Pangool aims to be a replacement for the plain Hadoop MapReduce Java API. That means you would use Pangool for the same reasons you would use Hadoop Java MapReduce, the difference is that Pangool makes everything much easier and smoother while allowing you to do the same things and retaining about the same performance - so that you no longer need to use the Hadoop Java MapReduce API anymore.

3 - Can I chain two or more Pangool Jobs in a flow easily?

Pangool is not a flow management library. You can chain Pangool Jobs just like you would chain plain Java Hadoop MapReduce Jobs. While this may be sufficient for some cases, in other cases it can be more convenient to use a flow management library, or higher-level tools.
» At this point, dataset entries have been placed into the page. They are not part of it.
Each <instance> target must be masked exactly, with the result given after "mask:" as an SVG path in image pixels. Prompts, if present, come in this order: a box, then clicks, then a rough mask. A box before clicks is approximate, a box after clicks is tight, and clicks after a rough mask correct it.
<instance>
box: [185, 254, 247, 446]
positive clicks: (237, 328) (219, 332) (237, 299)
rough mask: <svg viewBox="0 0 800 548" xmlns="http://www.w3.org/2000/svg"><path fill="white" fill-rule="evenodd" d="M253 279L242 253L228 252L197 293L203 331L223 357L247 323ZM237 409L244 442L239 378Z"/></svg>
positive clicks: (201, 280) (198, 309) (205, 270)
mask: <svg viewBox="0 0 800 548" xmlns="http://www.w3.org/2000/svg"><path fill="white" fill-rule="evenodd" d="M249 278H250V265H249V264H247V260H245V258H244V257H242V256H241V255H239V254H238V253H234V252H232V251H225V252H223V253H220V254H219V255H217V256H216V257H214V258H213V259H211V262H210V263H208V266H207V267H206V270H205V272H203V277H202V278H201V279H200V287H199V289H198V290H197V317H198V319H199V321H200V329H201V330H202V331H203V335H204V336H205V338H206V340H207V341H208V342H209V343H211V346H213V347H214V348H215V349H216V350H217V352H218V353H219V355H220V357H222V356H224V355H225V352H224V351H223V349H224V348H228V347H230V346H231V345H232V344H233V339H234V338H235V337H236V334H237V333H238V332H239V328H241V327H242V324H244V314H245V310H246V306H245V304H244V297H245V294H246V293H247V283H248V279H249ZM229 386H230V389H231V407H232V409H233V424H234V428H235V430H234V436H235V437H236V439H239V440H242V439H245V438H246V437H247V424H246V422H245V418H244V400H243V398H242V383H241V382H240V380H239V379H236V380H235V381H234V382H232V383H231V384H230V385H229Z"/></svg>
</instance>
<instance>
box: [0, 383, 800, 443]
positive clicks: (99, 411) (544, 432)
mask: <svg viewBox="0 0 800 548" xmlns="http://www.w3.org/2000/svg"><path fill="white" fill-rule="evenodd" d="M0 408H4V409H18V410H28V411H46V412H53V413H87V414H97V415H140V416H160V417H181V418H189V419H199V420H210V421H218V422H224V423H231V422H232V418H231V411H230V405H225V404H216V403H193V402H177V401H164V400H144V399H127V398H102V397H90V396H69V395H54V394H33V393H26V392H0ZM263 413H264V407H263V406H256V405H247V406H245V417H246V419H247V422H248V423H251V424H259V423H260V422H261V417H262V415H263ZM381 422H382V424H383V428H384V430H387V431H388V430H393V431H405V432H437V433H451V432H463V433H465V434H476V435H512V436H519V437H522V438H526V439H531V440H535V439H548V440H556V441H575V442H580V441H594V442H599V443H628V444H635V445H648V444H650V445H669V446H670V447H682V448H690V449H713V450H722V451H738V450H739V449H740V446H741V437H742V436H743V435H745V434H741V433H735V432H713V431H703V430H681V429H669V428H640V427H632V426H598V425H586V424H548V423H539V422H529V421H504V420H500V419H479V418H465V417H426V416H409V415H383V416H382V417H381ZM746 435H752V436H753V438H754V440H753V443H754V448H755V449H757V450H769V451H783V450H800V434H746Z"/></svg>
We have been working on an experimental library called "Pangool-flow" that adds higher-level constructs and operations, flow management and parallel Job execution. It is still in development and not ready for use in production, but you can try it at your own risk.

4 - Is Pangool a Serialization API? Doesn't it all look like Avro?

Whereas Pangool’s Tuples resemble Avro Records, they are not exactly the same. Pangool is not a serialization library.

Pangool uses Tuples as an extension to the (Key, value) model imposed by the traditional MapReduce model - see our post about Tuple MapReduce for a reference on this. Although Pangool implements mappings for basic types, Tuple fields are serialization-agnostic. They may contain arbitrary data types that are serialized by Hadoop using custom serialization.

5 - How does using Pangool compare to using the plain Hadoop Java MapRed API? Is there a performance penalty?

Our initial benchmark shows that the penalty of using Pangool compared to the plain Hadoop MapReduce API is between 5 and 8%. Higher-level tools may impose a penalties above 100%. That is why we say Pangool aims to be a replacement for the Hadoop Java API.